Yes mate I am power tackle!! Am living on throat spray and strepsils!! The heat is uncomfortable but I agree it's manageable along as you keep carbs low can't say I notice a smell coming off me and my missis would be the first to say! Lol

I am using bulk powdered electrolytes powder taste disgusting it's like swimming on the sea!! I find mixing it with a raspberry vit c tablet on water is the best way and does not taste as bad!!

Pleased with results so far just gutted it did not tackle my love handles more!! Glad you enjoyed the thread. Will post after pics a good 5 days after stopping the dnp I hear that's wen u look your best?


----------



## skipper1987 (May 1, 2013)

sxbarnes said:


> sounds wise mate. you've lost some chub already. go back for the rest later....


Cheers man!! So is this you giving me the GREEN LIGHT BULK ON??? Hahah


----------



## sxbarnes (Dec 1, 2005)

skipper1987 said:


> Cheers man!! So is this you giving me the GREEN LIGHT BULK ON??? Hahah


haha not yet mate! 

wanna see them obliques....


----------



## skipper1987 (May 1, 2013)

Cals have been low again today feel like crap so gonna miss training again!
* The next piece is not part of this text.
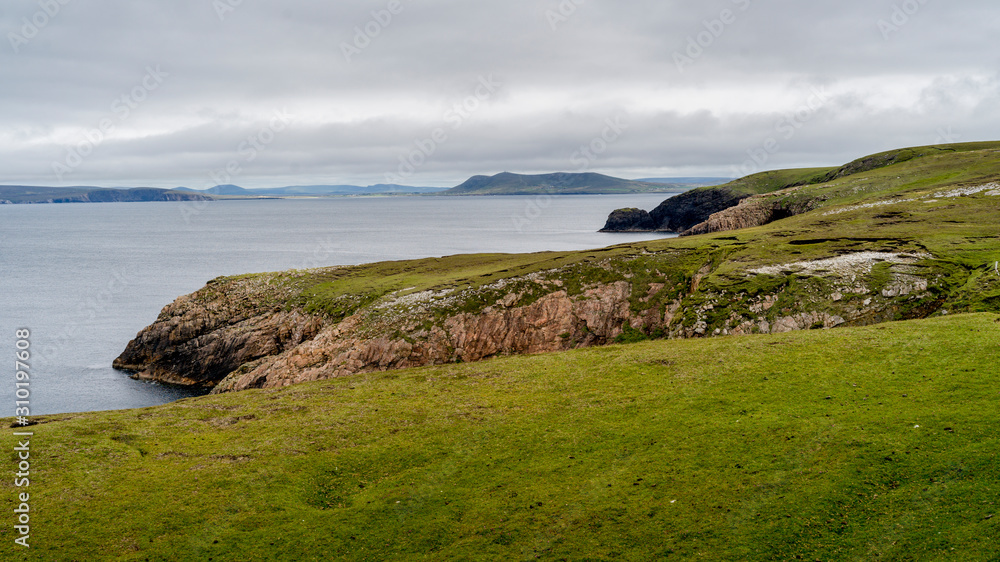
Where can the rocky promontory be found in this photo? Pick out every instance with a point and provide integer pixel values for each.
(872, 246)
Impressed cals have stayed low since I had 2 lamb rumps for tea covered in nandos BBQ
View attachment 167228
View attachment 167229


----------



## skipper1987 (May 1, 2013)

sxbarnes said:


> haha not yet mate!
> 
> wanna see them obliques....


 Fssssss come back next year!! Am a long way from lean!! Ha


----------



## sxbarnes (Dec 1, 2005)

skipper1987 said:


> Fssssss come back next year!! Am a long way from lean!! Ha


will be quicker than that mate. keep this diet up and you'll breeze it...


----------



## Growing Lad (Feb 14, 2009)

skipper1987 said:


> Yes mate I am power tackle!! Am living on throat spray and strepsils!! The heat is uncomfortable but I agree it's manageable along as you keep carbs low can't say I notice a smell coming off me and my missis would be the first to say! Lol
> 
> I am using bulk powdered electrolytes powder taste disgusting it's like swimming on the sea!! I find mixing it with a raspberry vit c tablet on water is the best way and does not taste as bad!!
> 
> Pleased with results so far just gutted it did not tackle my love handles more!! Glad you enjoyed the thread. Will post after pics a good 5 days after stopping the dnp I hear that's wen u look your best?


Ahh bollox, was hoping you'd say you found an electrolyte powder that tasted awesome! Seriously taste disgusting eh.

Mate some of farts mske me wonder if my insides are actually rotting,... 

Hard to give an exact number of days, 5-7 in most cases. one day tho your wake up and all the soft ****ty water is gone, the skin is tight and the muscle full and hard again and then you think "yeh maybe I will put that **** in my body again actually" it's worth it


----------



## skipper1987 (May 1, 2013)

Growing Lad said:


> Ahh bollox, was hoping you'd say you found an electrolyte powder that tasted awesome! Seriously taste disgusting eh.
> 
> Mate some of farts mske me wonder if my insides are actually rotting,...
> 
> Hard to give an exact number of days, 5-7 in most cases. one day tho your wake up and all the soft ****ty water is gone, the skin is tight and the muscle full and hard again and then you think "yeh maybe I will put that **** in my body again actually" it's worth it


It's really not bad mixed with dissolve able vit c tabs.

Not had bad farts either just yellow spunk!!!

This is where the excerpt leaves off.